Even though my work at allAfrica.com involves curating content rather than directly editing text, I had to skim copy, look for usable pictures, try to get a sense of the death toll, scan Twitter (now inexplicably called X) for further breaking news.
In other words, get immersed in the story, so that it could be told.
Why telling stories is important
The question of why these stories need to be told is complex – but in the case of the Johannesburg fire, the deaths of all those people are intertwined in a larger set of narratives, about governance and poverty and neglect. And it is important that the government officials who have vested interests of various kinds are held to account by outsiders – and to that end, the story must be investigated and told.
Telling the story is imperative if we are to understand our world. But what happens when the story a journalist is immersed in is horrific? How do you deal with the images that arise in your mind, the imagined suffering that people endured?
I am not at all suggesting that the pain of an observer is anything like the pain suffered by the person who is at the centre of events. But having no choice but to think about events like these is not nothing, either.
Journalists are taught in these kinds of situations to maintain a professional distance. This is certainly the mindset that pervaded journalism when I started out. The reporter and photographer’s jobs were to get the story and tell it to the best of their abilities. Their feelings about what they had seen or heard were not relevant, and could and should be dealt with elsewhere (that elsewhere was almost always the local pub). The general motto was largely along the lines of “if you can’t stand the heat, get out of the kitchen”.
To this day, that’s how I deal with the bad or sad or mad news that crosses my screen. I put my feelings aside and focus on getting the job done. Long years of practice mean that I can get through almost any awfulness and feel almost nothing. (If I can, though, I avoid “doing” stories about the suffering of children: motherhood has made a chink in my armour).
Mental wellness is part of the agenda now
But things have changed. I belong to the South African National Editor’s Forum (SANEF), which last week sent out an email reminding members that SANEF has a partnership with the South African Depression and Anxiety Group, and encouraging “newsroom leaders to please ensure that the necessary support, counselling and debriefs are made available to all team members”.
I cannot say how glad I am that the mental health of journalists has come into mainstream awareness in this way. I know many people who would be better off (or alive) today if this had been a thing when they were young and impressionable.
People should get help when they need it, no question.
But I think there is some merit in the old idea of being able to stand the heat in the kitchen.
The reason that people become journalists is to tell stories. And those stories will not always be pleasant ones. In the end, I go back to a quote I wrote down years ago:
“I said to my friend we must go on, these things must be made known. That is my only justification.”
My notes in a very old notebook say the words were written by David Robbins. I know they date to the 1980s, and I suspect they come from The 29th parallel: A South African journey. My memory is that he was writing about journalism. All those theories about something that struck me as meaningful years ago, don’t really matter now. It’s that phrase “these things must be made known” that underpins all of my thinking about journalism.

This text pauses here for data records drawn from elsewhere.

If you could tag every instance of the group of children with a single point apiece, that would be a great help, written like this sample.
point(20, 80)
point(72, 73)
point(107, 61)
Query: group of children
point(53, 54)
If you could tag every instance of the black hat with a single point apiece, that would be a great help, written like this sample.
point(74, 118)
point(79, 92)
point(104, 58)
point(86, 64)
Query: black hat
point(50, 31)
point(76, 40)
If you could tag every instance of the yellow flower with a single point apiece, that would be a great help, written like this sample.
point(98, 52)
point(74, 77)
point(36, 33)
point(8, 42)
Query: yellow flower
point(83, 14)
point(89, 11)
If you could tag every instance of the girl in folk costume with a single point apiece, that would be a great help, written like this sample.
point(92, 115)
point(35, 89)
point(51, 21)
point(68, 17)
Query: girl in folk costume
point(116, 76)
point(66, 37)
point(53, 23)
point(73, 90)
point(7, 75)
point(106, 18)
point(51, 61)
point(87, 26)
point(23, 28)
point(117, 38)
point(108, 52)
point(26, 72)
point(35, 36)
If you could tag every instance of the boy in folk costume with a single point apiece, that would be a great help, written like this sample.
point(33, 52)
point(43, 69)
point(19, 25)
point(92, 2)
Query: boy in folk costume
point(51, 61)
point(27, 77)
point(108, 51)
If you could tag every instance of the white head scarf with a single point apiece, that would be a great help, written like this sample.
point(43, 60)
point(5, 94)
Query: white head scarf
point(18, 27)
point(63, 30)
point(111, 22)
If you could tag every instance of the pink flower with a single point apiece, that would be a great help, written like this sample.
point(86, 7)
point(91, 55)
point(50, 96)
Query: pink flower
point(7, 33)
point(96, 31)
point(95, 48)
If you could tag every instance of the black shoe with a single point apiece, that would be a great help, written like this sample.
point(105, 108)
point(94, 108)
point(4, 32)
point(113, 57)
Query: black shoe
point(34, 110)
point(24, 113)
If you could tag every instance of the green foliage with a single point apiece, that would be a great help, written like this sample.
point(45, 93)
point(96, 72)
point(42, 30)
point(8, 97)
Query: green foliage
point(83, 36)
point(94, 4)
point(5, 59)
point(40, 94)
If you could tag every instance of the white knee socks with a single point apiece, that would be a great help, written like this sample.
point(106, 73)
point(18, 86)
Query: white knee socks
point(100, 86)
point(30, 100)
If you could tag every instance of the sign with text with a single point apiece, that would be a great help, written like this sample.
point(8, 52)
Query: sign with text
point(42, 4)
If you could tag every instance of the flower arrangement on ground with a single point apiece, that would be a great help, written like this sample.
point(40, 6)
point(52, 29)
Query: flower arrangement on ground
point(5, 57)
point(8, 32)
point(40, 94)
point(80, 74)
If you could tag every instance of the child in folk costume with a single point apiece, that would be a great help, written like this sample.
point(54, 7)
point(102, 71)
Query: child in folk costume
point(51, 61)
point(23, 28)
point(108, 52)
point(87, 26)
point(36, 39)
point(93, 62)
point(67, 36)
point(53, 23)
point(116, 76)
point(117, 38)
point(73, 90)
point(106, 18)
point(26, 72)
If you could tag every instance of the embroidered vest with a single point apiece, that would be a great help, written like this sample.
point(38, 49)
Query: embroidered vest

A certain amount of mental toughness is needed in the process of making things known. Putting one’s personal feelings aside is not just a survival mechanism, it’s a requirement. Because that’s what journalists do: they go where other people don’t want to go. They will always be at the service of the story.
My advice to anyone thinking of entering the field then is this: you are there to make things known. That’s your duty. Do the job, and get help for yourself when you can. But you will always be less important than the story.